The outraged category was headed by the former Home Secretary Charles Clarke, who wrote to one of the authors (Beckett), ‘Dear Francis, I’m afraid your mind really does work in a corkscrew way and you are simply unable to avoid insults.’
This odd sentence, which reminded us of the old schoolboy joke, ‘Stop bloody swearing’, was the opening salvo in Clarke’s alarmingly vituperative email declining to help us with this book. For, although Tony Blair is far less popular than he was, the few who still support him do so with much greater intensity than before, and become baffled and angry that people should question his activities or motives.
Yet those activities are of enormous, and legitimate, public interest.
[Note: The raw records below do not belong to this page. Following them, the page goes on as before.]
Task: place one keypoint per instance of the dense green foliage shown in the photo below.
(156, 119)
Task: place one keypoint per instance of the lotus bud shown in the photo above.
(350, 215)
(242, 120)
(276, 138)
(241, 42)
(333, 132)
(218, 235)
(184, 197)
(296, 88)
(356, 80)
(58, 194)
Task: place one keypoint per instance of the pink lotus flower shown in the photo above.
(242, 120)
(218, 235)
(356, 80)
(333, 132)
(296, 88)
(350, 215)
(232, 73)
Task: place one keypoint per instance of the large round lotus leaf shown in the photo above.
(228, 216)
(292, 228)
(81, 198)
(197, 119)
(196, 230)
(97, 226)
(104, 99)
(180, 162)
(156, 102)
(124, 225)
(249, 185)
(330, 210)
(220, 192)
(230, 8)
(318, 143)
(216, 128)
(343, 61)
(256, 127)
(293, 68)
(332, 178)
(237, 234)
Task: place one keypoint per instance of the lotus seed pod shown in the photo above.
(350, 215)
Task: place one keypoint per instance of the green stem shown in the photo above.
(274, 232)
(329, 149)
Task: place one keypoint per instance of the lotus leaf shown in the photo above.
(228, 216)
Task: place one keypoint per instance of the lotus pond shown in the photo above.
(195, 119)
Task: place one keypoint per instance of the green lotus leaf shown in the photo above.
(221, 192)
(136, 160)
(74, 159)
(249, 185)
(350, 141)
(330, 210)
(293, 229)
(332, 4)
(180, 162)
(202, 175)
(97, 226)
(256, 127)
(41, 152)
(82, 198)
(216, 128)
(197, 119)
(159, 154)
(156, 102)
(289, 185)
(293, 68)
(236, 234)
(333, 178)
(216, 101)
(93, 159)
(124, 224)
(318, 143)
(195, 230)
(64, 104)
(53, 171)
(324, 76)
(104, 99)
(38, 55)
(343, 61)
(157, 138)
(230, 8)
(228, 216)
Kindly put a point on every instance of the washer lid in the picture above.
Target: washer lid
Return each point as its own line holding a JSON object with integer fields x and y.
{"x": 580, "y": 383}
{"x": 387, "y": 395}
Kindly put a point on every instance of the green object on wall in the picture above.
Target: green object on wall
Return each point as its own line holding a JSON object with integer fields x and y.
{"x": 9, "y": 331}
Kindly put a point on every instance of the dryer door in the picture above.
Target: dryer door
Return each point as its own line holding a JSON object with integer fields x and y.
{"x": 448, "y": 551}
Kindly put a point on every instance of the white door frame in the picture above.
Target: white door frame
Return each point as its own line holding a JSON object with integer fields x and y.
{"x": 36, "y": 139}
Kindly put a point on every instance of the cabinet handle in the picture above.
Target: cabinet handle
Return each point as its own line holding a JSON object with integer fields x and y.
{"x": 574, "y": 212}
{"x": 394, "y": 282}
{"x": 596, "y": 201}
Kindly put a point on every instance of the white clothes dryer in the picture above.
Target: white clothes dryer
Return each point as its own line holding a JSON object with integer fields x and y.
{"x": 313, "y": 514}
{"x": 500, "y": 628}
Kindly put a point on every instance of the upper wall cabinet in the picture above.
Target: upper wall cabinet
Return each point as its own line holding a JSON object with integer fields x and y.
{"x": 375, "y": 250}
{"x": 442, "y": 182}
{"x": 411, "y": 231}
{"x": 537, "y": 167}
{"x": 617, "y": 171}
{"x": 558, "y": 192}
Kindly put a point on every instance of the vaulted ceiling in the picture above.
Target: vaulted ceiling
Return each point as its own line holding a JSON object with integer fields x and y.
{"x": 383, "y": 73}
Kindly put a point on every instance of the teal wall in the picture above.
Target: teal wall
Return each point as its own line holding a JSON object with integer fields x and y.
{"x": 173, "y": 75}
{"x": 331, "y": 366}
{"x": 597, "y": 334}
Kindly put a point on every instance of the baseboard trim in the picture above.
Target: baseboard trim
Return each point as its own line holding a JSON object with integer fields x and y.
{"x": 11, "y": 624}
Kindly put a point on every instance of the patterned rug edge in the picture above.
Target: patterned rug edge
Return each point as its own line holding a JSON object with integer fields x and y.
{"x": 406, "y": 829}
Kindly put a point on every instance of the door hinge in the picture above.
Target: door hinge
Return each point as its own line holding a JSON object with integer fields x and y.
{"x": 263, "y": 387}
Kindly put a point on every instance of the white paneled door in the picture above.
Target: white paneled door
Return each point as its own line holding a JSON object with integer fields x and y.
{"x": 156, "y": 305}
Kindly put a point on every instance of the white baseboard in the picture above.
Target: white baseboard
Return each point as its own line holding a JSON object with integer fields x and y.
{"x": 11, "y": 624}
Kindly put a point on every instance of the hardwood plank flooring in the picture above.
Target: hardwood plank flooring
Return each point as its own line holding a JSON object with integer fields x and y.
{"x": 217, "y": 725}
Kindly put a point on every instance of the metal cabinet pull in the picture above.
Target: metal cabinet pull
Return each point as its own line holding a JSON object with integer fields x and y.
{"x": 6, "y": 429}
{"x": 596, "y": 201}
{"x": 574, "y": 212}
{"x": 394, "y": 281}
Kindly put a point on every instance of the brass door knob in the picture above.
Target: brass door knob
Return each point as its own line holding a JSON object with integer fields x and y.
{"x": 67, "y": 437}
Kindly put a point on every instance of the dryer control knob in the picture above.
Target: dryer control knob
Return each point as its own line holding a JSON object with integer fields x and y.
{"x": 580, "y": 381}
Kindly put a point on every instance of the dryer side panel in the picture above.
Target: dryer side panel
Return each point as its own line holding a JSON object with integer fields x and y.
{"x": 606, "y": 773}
Tony Blair has deliberately stayed in public life: accepting an important and high-profile international role as Middle East envoy and unsuccessfully seeking another one, as President of the European Council; founding high-profile charities that bear his name; as well as advising governments all over the world, both publicly and privately.
We asked for help from Blair’s organisations and his friends, and made the point to them that secretiveness builds suspicion. We added, truthfully, that we were not out to write a hatchet job, but to understand how one of the century’s leading politicians, arguably one of its most successful, has conducted himself after leaving office and the nature of the influence he still wields.
Very occasionally, one encounters a public figure who is evidently affronted that any person should seek to write about them whom he has not authorised to do so, and who instructs his employees and adherents to give no assistance at all to so disrespectful a project. We have only once come across a case as extreme as Tony Blair, and that was when we sought to interview A
rthur Scargill for an earlier book.
We approached Blair’s media spokespeople, many of his senior staff, many former senior members of his staff (all of whom have signed the savagely worded confidentiality agreements already mentioned – as does everyone who works for Blair, even unpaid interns) and many of his old political allies, like Clarke.
The majority refused to talk to us or tell us anything on the record – some, like Clarke, rudely and splenetically so, some, like the former Blair head of communications Matthew Doyle, with elaborate, almost wistful courtesy. Even ordinary, harmless pieces of information, often already in the public domain, were treated as though they were state secrets.